Bao Shanju

Personal information
- Born: 3 November 1997 (age 27) Luoyang, China

Team information
- Discipline: Track
- Role: Rider

Medal record
Women's track cycling
Representing China
Olympic Games
| Gold medal – first place | 2020 Tokyo | Team sprint |
World Championships
| Silver medal – second place | 2022 Saint-Quentin-en-Yvelines | Team sprint |
| Bronze medal – third place | 2023 Glasgow | Team sprint |
Asian Games
| Gold medal – first place | 2022 Hangzhou | Team sprint |
Asian Championships
| Gold medal – first place | 2023 Nilai | Team sprint |
| Gold medal – first place | 2025 Nilai | Team sprint |

= Bao Shanju =

Chinese cyclist (born 1997)

Bao Shanju (鲍珊菊; born 3 November 1997) is a Chinese cyclist. She competed in the women's team sprint event at the 2020 Summer Olympics. In the first round of the event, she and teammate Zhong Tianshi set a new world record with a time of 31.804 seconds. They both went on to win the gold medal, beating the German team in the event's final.

==Career==
Bao and her teammate Zhong Tianshi broke Team China's own world record previously set at the 2016 Rio de Janeiro Olympics by Zhong Tianshi and former team sprint teammate Gong Jinjie, with a new WR time of 31.804 seconds.
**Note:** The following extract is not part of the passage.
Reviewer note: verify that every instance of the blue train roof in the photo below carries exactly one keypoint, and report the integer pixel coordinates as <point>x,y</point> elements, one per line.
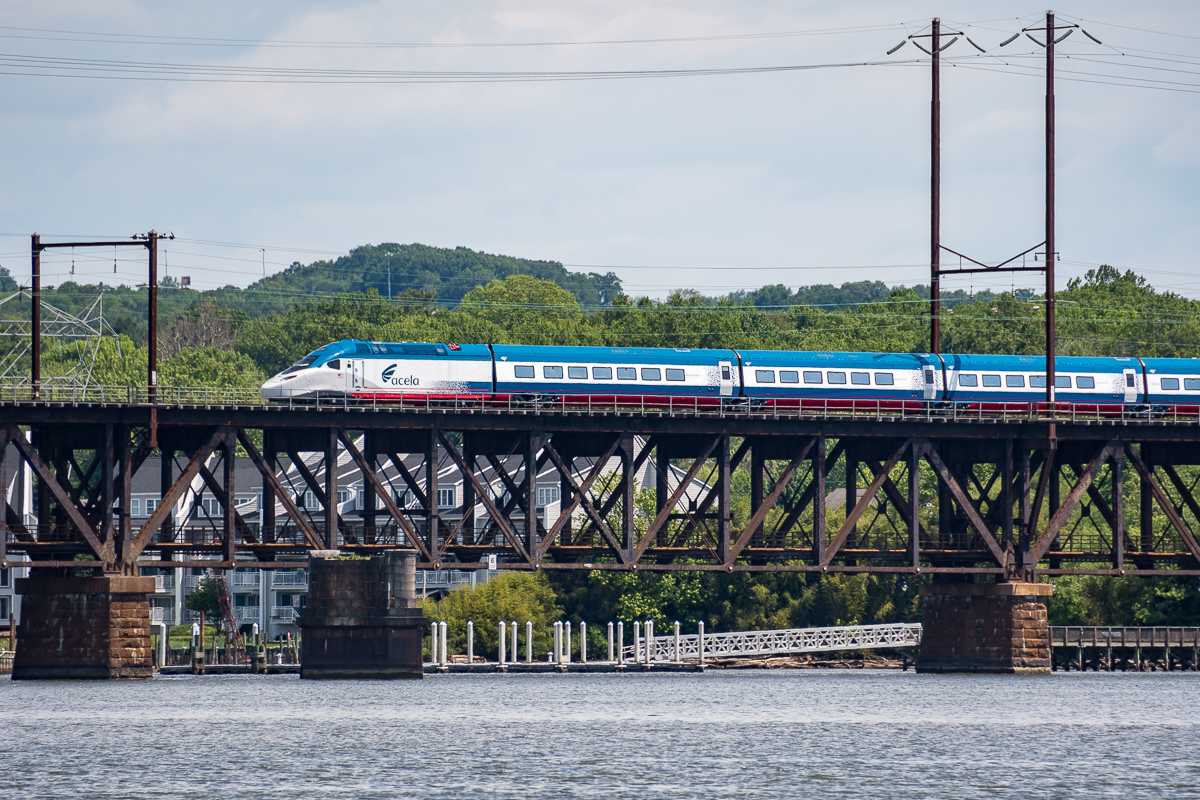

While being awarded their gold medals at the podium ceremony, Bao and Zhong were seen with Mao Zedong pin-badges affixed to their team sporting jackets, alluding to symbollic patriotism, however, according to Graham Dunbar and Joe McDonald at Associated Press, this symbolism may be in breach of Olympic Charter Rule 50 (which prohibits political statements on the podium), and that this "incident came one day after silver medalist Raven Saunders (standing below gold medalist Gong Lijiao of China) crossed the wrists of her raised arms on the podium", to which Dunbar and McDonald remarked that it "was unclear" if it was "a response to the (Gong/Saunders) women's shot-put medal ceremony".